C’est aussi cette double implication (personnelle et professionnelle) qui m’a intéressé dans cet ouvrage, que j’ai étudié avec grand plaisir. Cependant, même si le propos m’a réellement passionné, j’ai ressenti le besoin de le lire de façon très découpée, tant certains passages sont particulièrement forts et difficiles.

Dans la préparation et la rédaction de la fiche de lecture, j’ai également rencontré la difficulté de ne m’en tenir qu’à une dizaine de pages, tellement l’auteur aborde de points dans sa démonstration, qui auraient mérités qu’on s’y attarde un peu plus longuement.
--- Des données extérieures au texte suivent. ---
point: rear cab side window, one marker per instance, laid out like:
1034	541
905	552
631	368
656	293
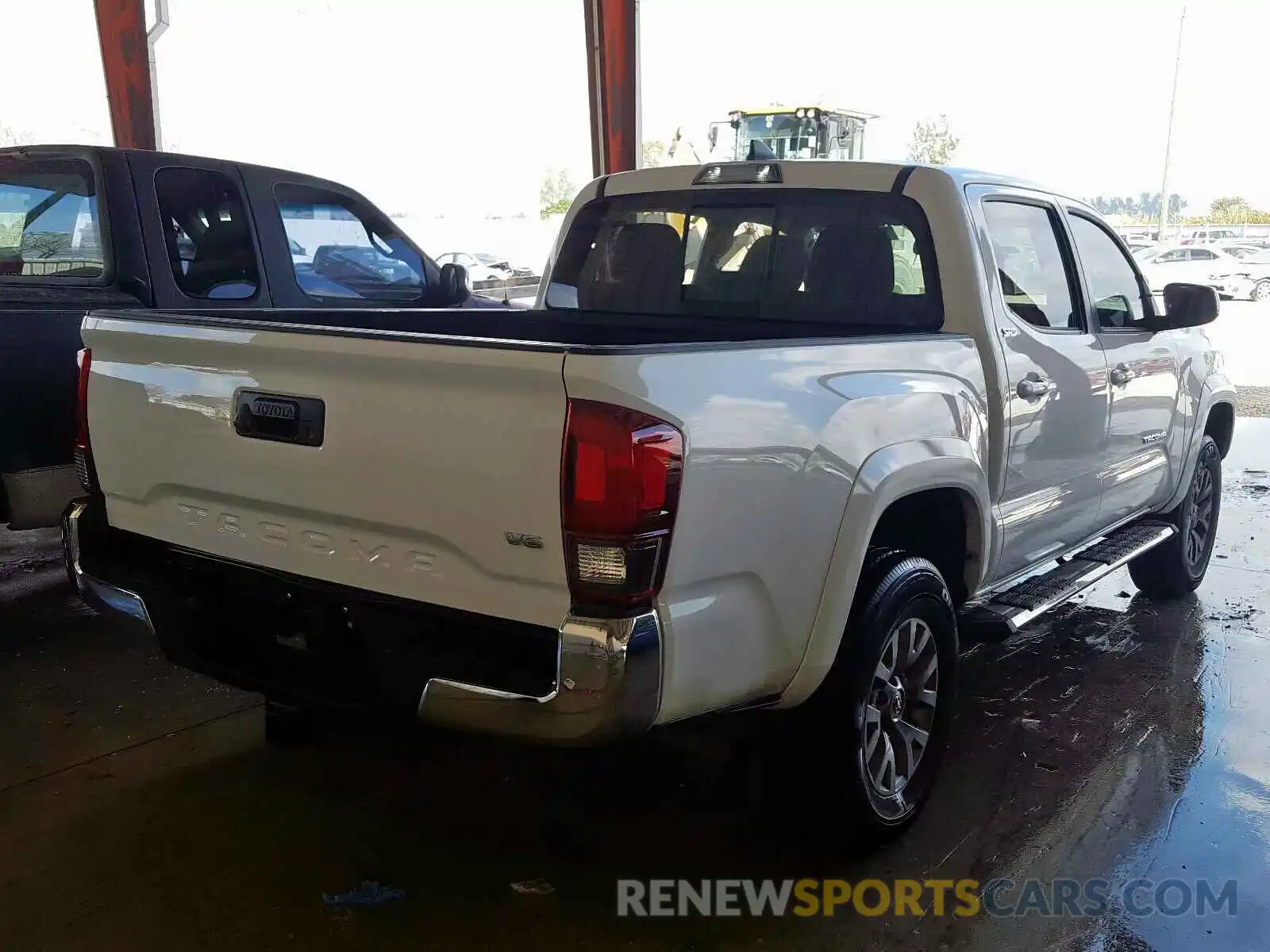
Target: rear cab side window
841	263
207	234
343	249
1114	290
50	222
1035	274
En contrepartie de cette légère frustration, la lecture de C’est pour ton bien qui appelle inévitablement à pousser la réflexion, m’aura toutefois donné envie d’aller plus loin et de m’intéresser à d’autres ouvrages d’Alice Miller où elle y approfondit l’étude de la souffrance de la maltraitance et de la répétition ; ces notions m’apparaissant comme nécessaires à tout adulte exerçant la fonction d’éducateur au sens large.



Annexe 1






 Grands principes de la pédagogie noire :


            « - Les adultes sont les maîtres (et non pas les serviteurs) de l’enfant encore dépendant,
            - Ils tranchent du bien et du mal comme des dieux,
            - Leur colère est le produit de leurs propres conflits,
            - Ils en rendent l’enfant responsable,
            - Les parents ont toujours besoin d’être protégés,
            - Les sentiments vifs qu’éprouve l’enfant pour son maître constituent un danger,
            - IL faut le plus tôt possible « ôter à l’enfant sa volonté »,
            - Tout cela doit se faire très tôt de manière à ce que l’enfant « ne s’aperçoive de rien »    et ne puisse pas trahir l’adulte. », page 77.



Moyens de l’oppression du vivant :


« Pièges, mensonges, ruses, dissimulation, manipulation, intimidation, privation d’amour, isolement, méfiance, humiliation, mépris, moquerie, honte, utilisation de la violence jusqu’à la torture... », page 78.



Principes à transmettre aux enfants :


            « - Le sentiment du devoir engendre l’amour,
            - On peut tuer la haine par les interdits,
            - Un sentiment élevé de sa propre valeur est nuisible,
            - Les parents méritent a priori le respect en tant que parents,
            - Les enfants ne méritent a priori aucun respect,
            - L’obéissance rend fort,
            - Un faible sentiment de sa propre valeur conduit à l’amour de ses semblables,
            - Les marques de tendresse sont nuisibles (mièvrerie),
            - Il ne faut pas céder aux besoins de l’enfant,
            - La dureté et la froideur sont une bonne préparation à l’existence,
            - Une reconnaissance simulée vaut mieux qu’une sincère absence de reconnaissance,
            - L’apparence est plus importante que l’être,
            - Les parents ni Dieu ne pourraient supporter la moindre injure,
            - Le corps est quelque chose de sale et de dégoûtant,
            - La vivacité des sentiments est nuisible,
            - Les parents sont des êtres dénués de pulsions et exempts de toute culpabilité,
            - Les parents ont toujours raison. », page 78.



[1] K. Rutschsky, Schwarze Pädagogik, Berlin, 1977, Ullstein.
[2] J. Sulzer, Versuch von der Erziehung und Unterweisung der Kinder ,1748,
cité par K. Rutschky dans Schwarze Pädagogik, Berlin, 1977, Ullstein .
[3] Cité par J. Fest dans Les Maîtres du Troisième Reich, Paris, 1963, Ed. Grasset.
Traduction de Simone Hutin et Maurice Barth.
[4] F. Christiane, Moi, Christiane F., droguée, prostituée..., 1981, Mercure de France.
Témoignages recueillis par Kai Hermann et Horst Rieck, traduction de Léa Marcou.